由题意得,$x-2=0,y+1=0$,解得$x=2,y=-1$,原式=$\frac{1}{2}x-2x+\frac{2}{3}y^2-\frac{3}{2}x+\frac{1}{3}y^2=-3x+y^2$,当$x=2,y=-1$时,原式=$-3×2+1=-5.$
4. 先化简,再求值:
$\frac{1}{2}a^2b-[\frac{3}{2}a^2b-(3abc-a^2c)-4a^2c]-3abc$,其中关于$x,y$的单项式$cx^{2a+2}y^2$与$0.4xy^{3b+4}$的和为零.

答案

$a=-\dfrac{1}{2},b=-\dfrac{2}{3},c=-0.4$,原式=$-a^2b+3a^2c=-\dfrac{2}{15}.$
5. 已知$A=x^3-2y^3+3x^2y+xy^2-3xy+4$,$B=y^3-x^3-4x^2y-3xy-3xy^2+3$,$C=y^3+x^2y+2xy^2+6xy-6$。
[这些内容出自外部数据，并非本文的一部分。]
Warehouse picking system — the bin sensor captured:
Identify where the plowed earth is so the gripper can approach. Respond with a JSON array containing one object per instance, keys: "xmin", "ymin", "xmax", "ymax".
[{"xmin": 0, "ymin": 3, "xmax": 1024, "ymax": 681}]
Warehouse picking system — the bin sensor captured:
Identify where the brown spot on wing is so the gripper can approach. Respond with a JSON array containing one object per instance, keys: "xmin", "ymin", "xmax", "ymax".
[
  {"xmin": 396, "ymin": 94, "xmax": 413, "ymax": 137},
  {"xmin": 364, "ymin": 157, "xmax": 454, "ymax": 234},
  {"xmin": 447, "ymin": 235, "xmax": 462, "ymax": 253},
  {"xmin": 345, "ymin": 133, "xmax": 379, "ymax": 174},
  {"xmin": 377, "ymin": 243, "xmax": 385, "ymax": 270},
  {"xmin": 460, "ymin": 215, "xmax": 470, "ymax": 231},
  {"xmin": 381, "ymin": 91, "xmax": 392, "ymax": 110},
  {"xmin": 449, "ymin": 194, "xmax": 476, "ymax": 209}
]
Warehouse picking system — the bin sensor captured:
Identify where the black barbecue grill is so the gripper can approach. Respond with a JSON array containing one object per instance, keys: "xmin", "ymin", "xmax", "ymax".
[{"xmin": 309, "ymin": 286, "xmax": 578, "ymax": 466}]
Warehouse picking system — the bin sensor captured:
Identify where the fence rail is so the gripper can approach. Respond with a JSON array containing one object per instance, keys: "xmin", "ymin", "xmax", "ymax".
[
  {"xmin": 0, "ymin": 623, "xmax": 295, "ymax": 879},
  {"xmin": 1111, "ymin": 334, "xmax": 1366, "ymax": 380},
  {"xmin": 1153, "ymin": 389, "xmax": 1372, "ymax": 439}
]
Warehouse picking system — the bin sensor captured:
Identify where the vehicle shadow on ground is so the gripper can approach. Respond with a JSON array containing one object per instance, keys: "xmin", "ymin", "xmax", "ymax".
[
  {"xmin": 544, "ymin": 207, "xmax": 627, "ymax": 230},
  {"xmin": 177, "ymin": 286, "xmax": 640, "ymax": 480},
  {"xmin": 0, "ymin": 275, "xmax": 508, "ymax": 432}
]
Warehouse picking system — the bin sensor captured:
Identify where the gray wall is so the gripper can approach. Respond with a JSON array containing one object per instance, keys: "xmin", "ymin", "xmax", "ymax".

试说明无论$x,y$取何值,$A+B+C$都是常数。

答案

$A+B+C=x^3-2y^3+3x^2y+xy^2-3xy+4+y^3-x^3-4x^2y-3xy-3xy^2+3+y^3+x^2y+2xy^2+6xy-6=x^3-x^3-2y^3+y^3+y^3+3x^2y-4x^2y+x^2y+xy^2-3xy^2+2xy^2+6xy-3xy-3xy-6+4+3=1$,所以无论$x,y$取何值,$A+B+C$都是常数.